When you buy fuel, this is what you pay for

Source: French to English Tester   Published on: 2026-04-07

Source: The Conversation – in French– By Salomée Ruel, Professor, Pôle Léonard de Vinci

For one liter of gasoline at 2.03 euros, the excise duty (formerly TICPE) represents 40.4%, crude oil 28.6%, distribution 14.4%, VAT 8.6%. Gautier Normand/Shutterstock

Pump prices rise like a rocket, but fall like a feather. An apparently mysterious paradox. In reality, a liter of fuel is the sum of three parameters: the product, namely crude oil which is then refined, the logistics and distribution duo, and especially taxes. Understanding this breakdown clarifies the possible room for maneuver of the State, producers, and distributors.


In the beginning was the product, the “black gold.” The fuel comes from crude oil, often indexed tothe price of Brent, converted from the dollar to the euro, then processed in refineries. At the stock market opening, on February 15, 2026, the price of abarrel of Brentwas 68.54 dollars (59.77 euros), 100.88 dollars (87.98 euros) on March 24, 2026, and 106.6 dollars (92.97 euros) on March 30, 2026.

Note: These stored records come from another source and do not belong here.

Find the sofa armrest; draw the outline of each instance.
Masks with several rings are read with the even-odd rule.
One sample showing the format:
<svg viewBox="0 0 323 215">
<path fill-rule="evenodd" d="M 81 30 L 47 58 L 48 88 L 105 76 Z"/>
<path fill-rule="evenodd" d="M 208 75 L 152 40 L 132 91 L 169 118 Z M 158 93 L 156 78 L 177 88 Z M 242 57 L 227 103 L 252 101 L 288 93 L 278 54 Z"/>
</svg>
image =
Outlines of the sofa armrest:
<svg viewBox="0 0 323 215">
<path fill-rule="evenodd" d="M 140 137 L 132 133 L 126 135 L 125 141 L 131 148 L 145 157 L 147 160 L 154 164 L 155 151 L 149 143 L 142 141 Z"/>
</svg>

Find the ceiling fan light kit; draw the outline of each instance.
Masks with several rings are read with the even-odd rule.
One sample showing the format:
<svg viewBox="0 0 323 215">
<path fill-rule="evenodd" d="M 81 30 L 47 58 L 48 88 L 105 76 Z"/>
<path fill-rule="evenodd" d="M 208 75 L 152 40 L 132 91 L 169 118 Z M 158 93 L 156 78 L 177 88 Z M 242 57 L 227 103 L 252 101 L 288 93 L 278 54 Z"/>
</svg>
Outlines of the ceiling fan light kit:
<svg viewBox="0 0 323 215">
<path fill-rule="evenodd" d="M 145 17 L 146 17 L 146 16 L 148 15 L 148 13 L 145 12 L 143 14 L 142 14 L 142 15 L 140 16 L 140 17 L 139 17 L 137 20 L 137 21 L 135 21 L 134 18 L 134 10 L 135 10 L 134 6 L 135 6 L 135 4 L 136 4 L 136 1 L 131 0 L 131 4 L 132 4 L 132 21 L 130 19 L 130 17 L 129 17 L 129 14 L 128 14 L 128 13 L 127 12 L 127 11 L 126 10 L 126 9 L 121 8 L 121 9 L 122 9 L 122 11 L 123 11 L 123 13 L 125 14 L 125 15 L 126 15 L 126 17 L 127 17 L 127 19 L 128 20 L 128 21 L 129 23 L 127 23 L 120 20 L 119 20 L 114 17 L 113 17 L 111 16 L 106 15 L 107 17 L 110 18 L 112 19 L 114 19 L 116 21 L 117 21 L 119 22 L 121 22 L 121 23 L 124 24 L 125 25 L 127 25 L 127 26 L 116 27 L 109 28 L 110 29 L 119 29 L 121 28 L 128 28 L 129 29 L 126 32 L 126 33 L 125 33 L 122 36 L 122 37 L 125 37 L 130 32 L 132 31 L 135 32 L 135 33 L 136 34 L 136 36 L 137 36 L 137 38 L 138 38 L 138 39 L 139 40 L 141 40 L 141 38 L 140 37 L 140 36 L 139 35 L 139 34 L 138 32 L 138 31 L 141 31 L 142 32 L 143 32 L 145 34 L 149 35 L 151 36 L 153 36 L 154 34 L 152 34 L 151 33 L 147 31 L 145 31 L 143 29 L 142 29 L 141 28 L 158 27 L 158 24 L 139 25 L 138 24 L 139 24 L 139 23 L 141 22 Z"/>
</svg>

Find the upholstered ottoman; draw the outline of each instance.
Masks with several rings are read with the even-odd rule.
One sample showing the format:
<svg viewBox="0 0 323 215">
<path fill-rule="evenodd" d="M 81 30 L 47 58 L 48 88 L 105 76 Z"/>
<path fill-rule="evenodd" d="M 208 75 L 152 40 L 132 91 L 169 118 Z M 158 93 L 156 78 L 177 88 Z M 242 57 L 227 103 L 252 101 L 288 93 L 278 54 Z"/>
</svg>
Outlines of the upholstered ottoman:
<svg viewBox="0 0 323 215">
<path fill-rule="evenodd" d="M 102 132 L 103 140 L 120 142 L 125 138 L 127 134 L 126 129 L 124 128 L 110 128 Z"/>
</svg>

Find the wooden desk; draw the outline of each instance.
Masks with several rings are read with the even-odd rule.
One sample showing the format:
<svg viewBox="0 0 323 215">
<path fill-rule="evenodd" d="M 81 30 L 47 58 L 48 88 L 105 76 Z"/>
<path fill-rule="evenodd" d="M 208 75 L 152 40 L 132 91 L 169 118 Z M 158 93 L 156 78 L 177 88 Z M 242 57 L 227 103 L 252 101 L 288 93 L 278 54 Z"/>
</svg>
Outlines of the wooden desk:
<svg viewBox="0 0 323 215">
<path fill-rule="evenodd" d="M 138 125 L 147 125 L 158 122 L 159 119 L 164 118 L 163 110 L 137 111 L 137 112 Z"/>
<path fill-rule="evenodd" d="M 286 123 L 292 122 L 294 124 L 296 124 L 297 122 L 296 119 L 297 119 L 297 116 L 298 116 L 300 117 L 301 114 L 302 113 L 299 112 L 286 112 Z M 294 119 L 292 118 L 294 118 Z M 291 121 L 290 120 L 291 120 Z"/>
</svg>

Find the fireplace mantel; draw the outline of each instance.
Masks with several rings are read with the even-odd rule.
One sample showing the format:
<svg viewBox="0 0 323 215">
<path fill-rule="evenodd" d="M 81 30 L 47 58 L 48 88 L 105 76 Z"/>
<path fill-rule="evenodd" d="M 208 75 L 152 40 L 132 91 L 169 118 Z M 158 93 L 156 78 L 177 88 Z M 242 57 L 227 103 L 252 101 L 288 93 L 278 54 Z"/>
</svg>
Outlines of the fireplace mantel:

Breakdown of the price of SP95 in France in 2026.
Roole

Logically, when the price of a barrel ofBrentincreases (or when the euro falls), the cost of raw materials in the final fuel price also increases. Conversely, if the price of crude oil decreases, mechanically the cost of raw materials decreases, but not always instantly! Indeed, there are delays related to stocks or supply chains.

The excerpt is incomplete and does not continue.